For the Delta works the shift in perception of initial objectives led to the building of a half-open Storm Surge Barrier to allow a reduced tidal impact in order to guarantee the shellfish industry and additional environmental interests. Because guaranteeing safety and reducing salinity were the only initial objectives aimed at, dams and dikes cannot easily be removed to improve water quality. Nor can this objective prevent the continuously changing Easter Scheldt sea bottom from becoming a channel-less horizontal sand dessert in which shellfish will gradually disappear. The environmental issues or the interest of nature seem to be incompatible with those of safety. Therefore the new generation of hydraulic engineers has changed into engineers of nature. However, more space for water and marine life and more appreciation for environmental issues has already led to again an increase in the salt gradient. In spite of the fact that the Delta works have significantly improved the infrastructure and enhanced tourism as well, many question the validity of all of its projects in terms of environmental issues and issues that concern nature.

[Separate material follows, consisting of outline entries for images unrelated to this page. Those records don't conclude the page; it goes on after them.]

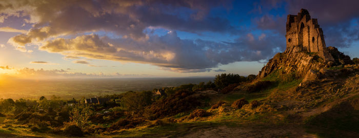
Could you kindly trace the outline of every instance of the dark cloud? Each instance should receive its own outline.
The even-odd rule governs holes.
[[[149,76],[148,74],[120,74],[118,72],[104,74],[98,73],[84,73],[82,72],[71,72],[63,69],[45,70],[44,69],[35,69],[24,68],[15,70],[16,73],[21,77],[29,78],[117,78],[127,76]]]
[[[11,69],[11,68],[9,68],[9,66],[0,66],[0,69]]]
[[[223,70],[223,69],[217,69],[217,70],[215,70],[214,71],[215,71],[215,72],[225,72],[226,70]]]
[[[161,27],[196,33],[236,33],[229,21],[208,15],[212,8],[230,5],[230,1],[5,1],[0,12],[29,16],[33,28],[9,43],[22,51],[25,45],[50,37],[96,31],[111,32],[134,40],[146,38],[148,27]]]
[[[49,63],[48,62],[30,62],[31,64],[48,64]]]
[[[30,64],[47,64],[47,65],[58,65],[58,64],[51,63],[49,62],[30,62]]]
[[[262,17],[255,18],[253,22],[257,25],[258,29],[274,30],[281,34],[286,34],[286,16],[265,14]]]
[[[233,42],[215,42],[182,40],[173,31],[161,36],[149,35],[147,41],[135,41],[91,34],[50,41],[39,49],[65,55],[147,63],[164,70],[196,72],[209,71],[209,68],[235,62],[267,60],[285,48],[284,38],[273,38],[276,37],[278,34],[249,33]],[[74,63],[89,64],[79,61]]]
[[[359,5],[359,1],[276,0],[263,1],[260,7],[263,7],[262,10],[270,10],[282,6],[285,7],[288,14],[294,15],[297,14],[302,8],[307,9],[312,18],[318,18],[327,46],[348,47],[353,42],[359,40],[359,9],[354,5]],[[286,21],[286,16],[264,15],[261,19],[263,19],[257,21],[265,22],[257,22],[260,29],[278,32],[283,32],[285,29],[276,27],[273,23],[277,23],[278,26],[282,26],[285,25],[283,20]]]
[[[89,62],[88,62],[85,61],[73,61],[73,63],[77,63],[77,64],[90,64]]]

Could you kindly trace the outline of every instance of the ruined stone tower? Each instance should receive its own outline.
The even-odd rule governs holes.
[[[293,47],[298,46],[303,51],[317,53],[326,61],[334,60],[327,50],[323,30],[318,25],[317,19],[311,18],[306,9],[301,9],[297,15],[288,15],[286,38],[286,53],[291,52]]]

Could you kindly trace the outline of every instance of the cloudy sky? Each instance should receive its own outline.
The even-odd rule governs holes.
[[[257,74],[285,49],[287,15],[317,18],[359,57],[358,1],[0,1],[0,73],[34,78]]]

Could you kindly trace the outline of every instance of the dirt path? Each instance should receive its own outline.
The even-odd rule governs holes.
[[[317,137],[301,126],[228,127],[221,126],[190,132],[181,137]]]

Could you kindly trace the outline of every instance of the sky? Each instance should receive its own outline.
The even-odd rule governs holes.
[[[358,1],[3,0],[3,78],[257,74],[308,9],[327,46],[359,57]],[[0,78],[2,76],[0,76]]]

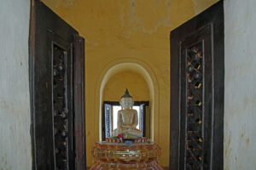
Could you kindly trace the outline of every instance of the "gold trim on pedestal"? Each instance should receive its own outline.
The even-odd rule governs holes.
[[[96,143],[92,150],[95,169],[160,169],[161,149],[155,143]]]

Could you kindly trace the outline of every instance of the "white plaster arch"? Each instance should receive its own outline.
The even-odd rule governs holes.
[[[140,74],[148,84],[149,91],[149,103],[151,113],[151,139],[158,139],[159,130],[159,106],[160,106],[160,89],[159,82],[153,69],[144,61],[134,58],[119,58],[108,63],[101,71],[96,88],[96,116],[99,120],[99,139],[102,141],[102,104],[104,87],[109,78],[118,72],[123,71],[132,71]],[[154,117],[158,117],[154,119]]]

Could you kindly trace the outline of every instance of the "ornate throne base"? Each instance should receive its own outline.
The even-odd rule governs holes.
[[[161,150],[154,143],[125,144],[123,143],[96,143],[92,154],[94,166],[90,170],[160,169],[158,158]]]

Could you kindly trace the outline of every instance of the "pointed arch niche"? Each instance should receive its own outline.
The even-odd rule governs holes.
[[[134,73],[143,78],[148,88],[149,98],[149,110],[150,110],[150,136],[151,139],[158,139],[159,133],[159,84],[156,79],[156,76],[154,73],[152,68],[142,60],[136,59],[119,59],[108,63],[102,71],[99,78],[96,89],[96,110],[98,110],[99,116],[99,139],[102,139],[102,102],[104,89],[107,82],[121,72]],[[129,87],[127,87],[129,88]],[[132,93],[131,93],[132,94]]]

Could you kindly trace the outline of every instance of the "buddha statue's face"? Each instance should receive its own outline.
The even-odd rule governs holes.
[[[133,105],[132,98],[122,98],[120,100],[120,105],[123,109],[131,109]]]

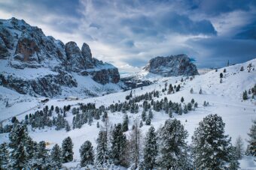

By living in the coastal low lands of the Netherlands, either in the Delta works area or in the Zuiderzee works area, the Dutch will eventually also have to face expected climate change. A continuous rising sea level and more rainfall will increase the pressure. Are we going to discover the prefect civil or hydraulic engineers that can cope with all these problems at the same time in future? Dutch society has often shown its vigilance, resilience and resourcefulness during the past, so there seems to be hope for the future.